唐突のナイト

 「ほら、膝を曲げないで。足全体を動かして」


 清十郎せいじゅうろうに代わり、光輝こうき結衣ゆいの泳ぎを指導する。スクール水着をお互い着てるせいで、学校と大して変わりのない情景になってることをおもしろがりながら、清十郎はさきにおにぎりを口に突っ込んでいた。


 同類だと全然態度違うなぁ、後輩。分かりやすいっていうか、単純っていうか……同じか。


 清十郎が二つめを取ろうとすると、千尋ちひろが浮き輪を持って戻ってきた。


「どうしたガキ。おまえだけか」


「うん、買い物だって行っちゃった」


「は? 昼飯はあるだろうがよ。何買うってんだ」


「浮き輪、もう一つ欲しいって言ってた」


「あっそ。どうでもいいが、一回体拭け。冷えると風邪引くぞ」


 タオルを投げ渡されて体を拭く千尋がそばに座り、清十郎はおにぎりを忘れて光輝と結衣の特訓を眺めた。


 その頃、あやとティアは海の家で浮き輪を買っていた。浮き輪と言うより、浮くイルカだが。

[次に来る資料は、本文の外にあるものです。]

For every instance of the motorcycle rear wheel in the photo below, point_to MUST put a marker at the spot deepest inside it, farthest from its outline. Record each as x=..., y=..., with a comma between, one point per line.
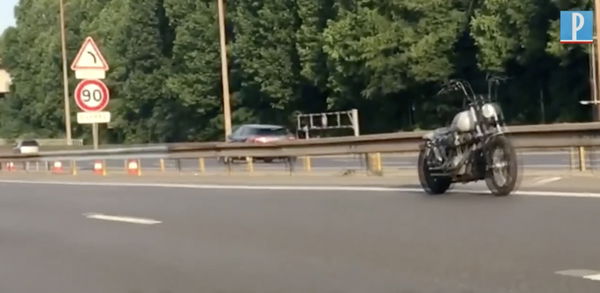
x=502, y=171
x=433, y=185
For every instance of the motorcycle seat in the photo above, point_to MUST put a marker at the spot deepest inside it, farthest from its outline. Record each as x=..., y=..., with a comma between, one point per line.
x=442, y=131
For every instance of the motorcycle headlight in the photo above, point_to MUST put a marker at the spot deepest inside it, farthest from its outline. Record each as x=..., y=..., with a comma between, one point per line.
x=489, y=111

「いやぁ、浮き輪よりおもしろそうなモノがあったねぇ。ちょっと高かったけど」


「デモ、これでもと楽しく泳げマス!」


 二人でイルカを持って、清十郎たちが待っているパラソルまで歩く。すると四人の若い男達が声を掛けてきた。


「ねぇねぇ、君たち。二人で遊んでるの?」


「俺達と一緒に遊ばねぇか?」


「女の子だけより安全だと思うけどなぁ」


「ソーリー、二人じゃナイので、お断りシマス。行きマショ、アヤさん」


「そうだね。初ナンパでちょっと自分が可愛く思えたけど、遠慮させてもらうよ」


 二人が行こうとする。だがその肩を一人が掴み、二人を止めた。


「待てよぉ。こっちの方が楽しいよって、おススメしてんだぜ? 無視しねぇでくれよぉ」


「そうそう、お兄さん寂しいなぁ」


「明日の朝には返してあげるからさぁ」


 四人の目の色が変わる。ティアが体を震わせ始め、彩はこの場を切り抜ける術を探る。だがうまく頭は働かず、何も見つけられなかった。


「さ、行こうか」


 男が二人の腕を引こうと手を伸ばしたその時だった。さきに二人の手を一人の男性が掴み、自分に引いた。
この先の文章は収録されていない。